RWANDA’S GOVERNMENT has threatened to withdraw its troops from United Nations peacekeeping operations if the UN publishes a report accusing its army of possible acts of genocide in eastern Democratic Republic of Congo (DRC).
In a letter sent to UN secretary general Ban Ki-moon, Rwanda’s foreign minister Louise Mushikiwabo dismisses the 545-page draft report, which was leaked to French newspaper Le Monde last week, as “fatally flawed”. The letter, which is dated August 3rd, was obtained by US journalists on Saturday.
“The report’s allegations – of genocide, war crimes and crimes against humanity – are extremely serious. However, the methodology, sourcing and standard of proof used to arrive at them most certainly are not,” Ms Mushikiwabo’s letter says.
Questioning the quality of evidence compiled by UN investigators, she concludes that: “Attempts to take action on this report – either through its release or leaks to the media – will force us to withdraw from Rwanda’s various commitments to the United Nations, especially in the area of peacekeeping.”

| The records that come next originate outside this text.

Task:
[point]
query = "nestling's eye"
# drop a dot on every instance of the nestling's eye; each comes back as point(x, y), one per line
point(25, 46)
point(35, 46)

Rwanda contributes thousands of troops to peacekeeping missions around the world, with four battalions totalling approximately 3,500 personnel deployed in the western Sudanese region of Darfur. The 17,000-strong joint UN-African Union mission is also headed by a Rwandan.
Investigators from the office of the UN Commissioner of Human Rights, which compiled the report, say they required two independent sources for each of the 600 incidents documented.
They include accounts of systematic attacks against Hutu women and children between 1996 and 1997 that “could be proven as crimes of genocide” if they were to go before a “competent court”.
Rwanda has always said its forces entered the DRC to pursue the Hutu militias responsible for carrying out the 1994 Rwandan genocide, which left 800,000 people dead. However, the UN report says the apparently systematic nature of the massacres “suggests that the numerous deaths cannot be attributed to the hazards of war or seen as equating to collateral damage”.
“The majority of the victims were children, women, elderly people and the sick, who were often undernourished and posed no threat to the attacking forces.”
The UN report documents abuses committed by all sides during the wider conflict in the DRC, which dragged in armies and rebels from several countries in the years following 1996, when rebels sought to overthrow the country’s long-time dictator Mobutu Sese Seko.